126    Du reste, il ne saurait être exigé du pouvoir adjudicateur qu’il transmette à un soumissionnaire dont l’offre n’a pas été retenue, d’une part, outre les motifs du rejet de cette dernière, un résumé minutieux de la manière dont chaque détail de son offre a été pris en compte au titre de l’évaluation de celle-ci et, d’autre part, dans le cadre de la communication des caractéristiques et des avantages relatifs de l’offre retenue, une analyse comparative minutieuse de cette dernière et de l’offre du soumissionnaire évincé (arrêts du 3 mai 2018, EUIPO/European Dynamics Luxembourg e.a., C‑376/16 P, EU:C:2018:299, point 57, et du 14 octobre 2020, Close et Cegelec/Parlement, C‑447/19 P, non publié, EU:C:2020:826, point 37).

127    Il résulte de ce qui précède que l’ensemble des informations communiquées à la requérante lui a permis de connaître les éléments de fait et de droit sur la base desquels le pouvoir adjudicateur a considéré qu’elle n’avait pas obtenu la note de passage à l’épreuve de révision. Cette motivation, qui va d’ailleurs au-delà de ce qui était exigé par les dispositions pertinentes du règlement financier (voir point 119 ci-dessus), lui a permis de comprendre la justification du rejet de son offre et de contester utilement la décision attaquée devant le Tribunal.

128    Il convient donc de rejeter le troisième moyen.

 Sur le quatrième moyen, tiré de la violation du devoir de diligence et du principe de bonne administration

129    La requérante estime que le comportement de la Commission, dans ses échanges avec elle, a contrevenu au devoir de diligence ainsi qu’au principe de bonne administration et aux principes généraux régissant l’attribution des marchés publics, au titre desquels figurent les principes d’égalité de traitement, de transparence, de non-discrimination et de proportionnalité, consacrés à l’article 160, paragraphe 1, du règlement financier. La Commission n’aurait répondu à ses demandes d’informations que de manière fragmentaire.
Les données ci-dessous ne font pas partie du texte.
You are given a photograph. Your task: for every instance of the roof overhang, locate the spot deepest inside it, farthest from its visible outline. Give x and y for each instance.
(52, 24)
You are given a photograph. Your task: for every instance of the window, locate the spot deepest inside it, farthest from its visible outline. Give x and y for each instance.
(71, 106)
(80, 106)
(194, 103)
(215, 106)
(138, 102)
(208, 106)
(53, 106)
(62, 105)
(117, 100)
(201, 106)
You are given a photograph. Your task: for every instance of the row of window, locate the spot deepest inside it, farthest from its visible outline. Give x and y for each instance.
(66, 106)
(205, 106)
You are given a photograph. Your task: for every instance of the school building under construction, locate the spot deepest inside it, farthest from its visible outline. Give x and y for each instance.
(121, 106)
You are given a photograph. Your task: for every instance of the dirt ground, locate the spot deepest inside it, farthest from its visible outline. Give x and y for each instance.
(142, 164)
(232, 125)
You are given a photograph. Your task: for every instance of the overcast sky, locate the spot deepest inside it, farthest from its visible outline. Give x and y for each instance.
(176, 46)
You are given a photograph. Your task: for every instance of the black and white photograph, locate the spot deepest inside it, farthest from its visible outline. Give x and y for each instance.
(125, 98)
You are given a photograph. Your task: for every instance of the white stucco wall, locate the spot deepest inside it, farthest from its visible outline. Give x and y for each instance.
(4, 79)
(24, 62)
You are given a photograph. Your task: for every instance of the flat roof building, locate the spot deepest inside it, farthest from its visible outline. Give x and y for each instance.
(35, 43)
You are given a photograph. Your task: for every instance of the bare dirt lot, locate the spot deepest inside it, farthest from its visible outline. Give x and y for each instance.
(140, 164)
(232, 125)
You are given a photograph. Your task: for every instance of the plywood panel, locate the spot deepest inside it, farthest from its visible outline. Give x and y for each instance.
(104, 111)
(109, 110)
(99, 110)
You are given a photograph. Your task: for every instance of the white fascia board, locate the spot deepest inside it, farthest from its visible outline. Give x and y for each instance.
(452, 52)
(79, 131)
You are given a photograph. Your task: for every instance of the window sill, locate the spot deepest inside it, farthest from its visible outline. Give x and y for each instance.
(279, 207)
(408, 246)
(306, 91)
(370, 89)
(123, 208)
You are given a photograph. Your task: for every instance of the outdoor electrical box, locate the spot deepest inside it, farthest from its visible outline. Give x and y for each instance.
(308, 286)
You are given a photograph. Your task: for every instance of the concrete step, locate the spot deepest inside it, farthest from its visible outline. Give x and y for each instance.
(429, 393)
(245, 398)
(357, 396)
130    En particulier, 53 jours auraient été nécessaires à la Commission pour communiquer à la requérante la grille de notation standard, alors même qu’elle l’avait demandée dès le 17 avril 2020. Or, ce n’est qu’après la communication de cette grille qu’elle aurait été en mesure de connaître la motivation de la Commission et de faire valoir ses droits en ce qui concerne les erreurs prédéfinies.

131    La Commission conteste les arguments de la requérante.

132    À titre liminaire, il convient d’écarter l’irrecevabilité, invoquée par la Commission, d’un prétendu grief tiré de la violation des « principes d’attribution des marchés publics ». En effet, la requérante a clairement énoncé que le quatrième moyen était pris de la violation des seuls « principes de diligence raisonnable et de bonne administration ». En tout état de cause, ainsi que la requérante l’a constaté dans la réplique, la référence effectuée au point 59 de la requête à une violation des « principes d’attribution des marchés publics » visait les principes figurant à l’article 160, paragraphe 1, du règlement financier. Or, la violation de ces principes fait également l’objet du deuxième moyen, pour lequel la Commission a été mise en mesure de préparer sa défense, conformément à la jurisprudence citée au point 26 ci-dessus. Ce moyen a, au demeurant, été rejeté (voir point 99 ci-dessus).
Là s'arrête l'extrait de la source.